In Norway, which had held out against cutting interest rates at all since the post-pandemic inflation surge, the central bank said the time had finally come to shift its stance. Norges Bank also said it will probably cut interest rates again in the course of the year.
The Bank of England, meanwhile, left its bank rate unchanged at 4.25 percent on Thursday, but it had already cut it in May, and Governor Andrew Bailey said in a statement that “Interest rates remain on a gradual downward path.” The European Central Bank also cut its key rate for an eighth time in the last year earlier in June, and analysts expect further cuts from both in the months to come (even if the ECB’s top brass isn’t so sure).

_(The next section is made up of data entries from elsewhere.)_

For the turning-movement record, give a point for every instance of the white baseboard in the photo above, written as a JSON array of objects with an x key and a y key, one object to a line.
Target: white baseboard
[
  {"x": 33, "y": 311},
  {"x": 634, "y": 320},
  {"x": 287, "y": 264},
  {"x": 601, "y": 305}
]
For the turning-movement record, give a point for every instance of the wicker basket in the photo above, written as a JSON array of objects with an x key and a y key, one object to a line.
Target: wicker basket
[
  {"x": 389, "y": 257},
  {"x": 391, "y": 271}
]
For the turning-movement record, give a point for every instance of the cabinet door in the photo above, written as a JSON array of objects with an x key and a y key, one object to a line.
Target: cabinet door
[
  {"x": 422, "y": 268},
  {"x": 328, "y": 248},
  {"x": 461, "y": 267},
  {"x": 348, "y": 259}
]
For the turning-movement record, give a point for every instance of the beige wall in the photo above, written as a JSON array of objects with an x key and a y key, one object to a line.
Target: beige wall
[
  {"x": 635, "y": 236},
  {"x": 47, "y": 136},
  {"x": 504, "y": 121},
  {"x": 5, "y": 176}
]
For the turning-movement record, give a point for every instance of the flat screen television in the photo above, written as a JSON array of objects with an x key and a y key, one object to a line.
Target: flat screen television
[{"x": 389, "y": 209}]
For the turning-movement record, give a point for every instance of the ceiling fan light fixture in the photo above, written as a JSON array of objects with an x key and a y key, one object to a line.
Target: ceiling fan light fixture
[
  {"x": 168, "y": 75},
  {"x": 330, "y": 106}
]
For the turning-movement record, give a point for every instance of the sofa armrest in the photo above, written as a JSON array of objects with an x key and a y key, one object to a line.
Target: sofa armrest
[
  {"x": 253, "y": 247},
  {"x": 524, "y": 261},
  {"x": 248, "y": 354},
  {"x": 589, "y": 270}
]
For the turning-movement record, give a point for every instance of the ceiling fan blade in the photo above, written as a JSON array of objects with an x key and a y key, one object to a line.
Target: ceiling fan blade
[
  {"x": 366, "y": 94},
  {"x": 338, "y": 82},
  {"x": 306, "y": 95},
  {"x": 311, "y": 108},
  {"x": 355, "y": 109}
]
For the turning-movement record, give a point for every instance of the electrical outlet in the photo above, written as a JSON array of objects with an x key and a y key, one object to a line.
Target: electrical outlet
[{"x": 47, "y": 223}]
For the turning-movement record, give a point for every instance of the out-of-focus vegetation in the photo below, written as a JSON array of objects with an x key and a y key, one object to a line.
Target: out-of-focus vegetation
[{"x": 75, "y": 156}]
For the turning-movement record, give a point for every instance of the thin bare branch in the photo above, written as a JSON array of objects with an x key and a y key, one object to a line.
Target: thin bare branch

And as growth slows, inflation is now heading below where central bankers would like it to be, at least in the short term. The ECB sees it at 1.6 percent next year, before rebounding to its 2.0 percent target in 2027. In Switzerland, inflation has already turned negative on the year, at -0.1 percent in May.
To a large degree, this is because Trump’s policies have eroded confidence in the dollar itself. The greenback has lost nearly 9 percent against major Western currencies such as the euro, pound and Swiss franc this year, making the cost of many of Europe’s imports — especially commodities which, from oil to coffee, are priced in dollars — significantly cheaper in local terms.
“Due to the erratic and chaotic new policy style in the U.S., we have seen stronger European currencies,” said ING economist Carsten Brzeski, calling them an “important driver for disinflationary pressures in Europe.”
Indeed, the SNB‘s cut on Thursday aimed directly at reducing the attractiveness of the franc, which global investors see as a “safe haven.” SNB Chair Martin Schlegel acknowledged at his press conference that he may even have to cut his key rate to below zero again, although he said: “We will not take the decision to go negative lightly.”